Last name, First name

Last name, First name

Title: Making a String Telephone

Description: We use paper cups to make a string phone and talk with friends while learning about sound waves with this science project. (Explain your project in one or two paragraphs).


Project # 1 Group members:

Zhang, Xinyue

Zhang, Junyi

Chen, Shala

Title: Airbus Ship Detection Challenge

Description: The idea and data for this project is taken from https://www.kaggle.com/c/airbus-ship-detection#description. The goal for this project is to build a model that detects all ships in satellite images and put an aligned bounding box segment around the ships we locate. We are going to extract the segmentation map for the ships first, augment the images and train a simple CNN model to detect them.



Project # 2 Group members:

Nekoei, Hadi

Afify, Ahmed

Carrillo, Juan

Ganapathi Subramanian, Sriram

Title: Algorithmic Analysis and Improvements in Multi-Agent Reinforcement Learning in Partially Observable Settings

Description: Reinforcement learning (RL) is a branch of Machine Learning in which an agent learns to act optimally in an environment using weak reward signals, which is different from strong labels in supervised learning. Multi-Agent Reinforcement Learning (MARL) is composed of multiple agents that can be competing against each other or cooperating together to achieve a common goal.

Our project aims to investigate the performance of several state of the art Multi-Agent Reinforcement Learning (MARL) algorithms in playing the game of Pommerman. This game will be used as a benchmark during a competition that will be held in NIPS 2018 (https://www.pommerman.com). We plan to participate and compare the performance of our agents against agents created by other researchers. Our project also aims to make algorithmic improvements to the state of the art MARL algorithms and come up with a new algorithm that renders best performance in this partially observable multi-agent setting of Pommerman.

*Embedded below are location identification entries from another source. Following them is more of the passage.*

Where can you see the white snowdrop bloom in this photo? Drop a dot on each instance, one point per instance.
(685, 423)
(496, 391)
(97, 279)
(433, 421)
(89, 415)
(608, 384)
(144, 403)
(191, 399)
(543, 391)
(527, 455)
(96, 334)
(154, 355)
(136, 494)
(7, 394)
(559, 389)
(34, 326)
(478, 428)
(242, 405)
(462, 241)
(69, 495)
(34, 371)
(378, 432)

In Pommerman, we have two competing teams, each has two agents who work together to defeat the opponent team. The agents move inside the board leaving bombs that can eliminate other agents when exploding in their horizontal or vertical vicinity. The agents can obtain bonuses such as extra bombs, increased bomb range, or ability to kick installed bombs. Our two agents can choose one of the following actions: stop, move up, move left, move down, move right, or lay a bomb. Each agent will receive an 11x11 grid of integer values representing the board state. Additional information will be provided to the agents such as its own position, positions of his teammate and enemies, available bombs, blast strength, kicking ability, and surrounding walls and bombs.

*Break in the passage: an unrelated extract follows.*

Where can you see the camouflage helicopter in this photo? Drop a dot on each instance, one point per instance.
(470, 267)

The algorithms that we are considering are:

- Monte Carlo Tree Search and Reinforcement Learning: Combining MCTS with deep neural networks.

- Multi-Agent Deep Deterministic Policy Gradient (DDPG): A technique developed by OpenAI, based on the Deep Deterministic Policy Gradient technique that outperforms traditional Reinforcement Learning algorithms (DQN/DDPG/TRPO) in several environments.

- Opponent Modelling in Deep Reinforcement Learning: based on DQN to model opponents through a Deep Reinforcement Opponent Network (DRON).

We will use Convolutional Neural Networks for data pre-processing, where we extract features from inputs. We will also be using Feed Forward Deep Networks along with Reinforcement learning frameworks in all the algorithms we implement (Deep Reinforcement learning).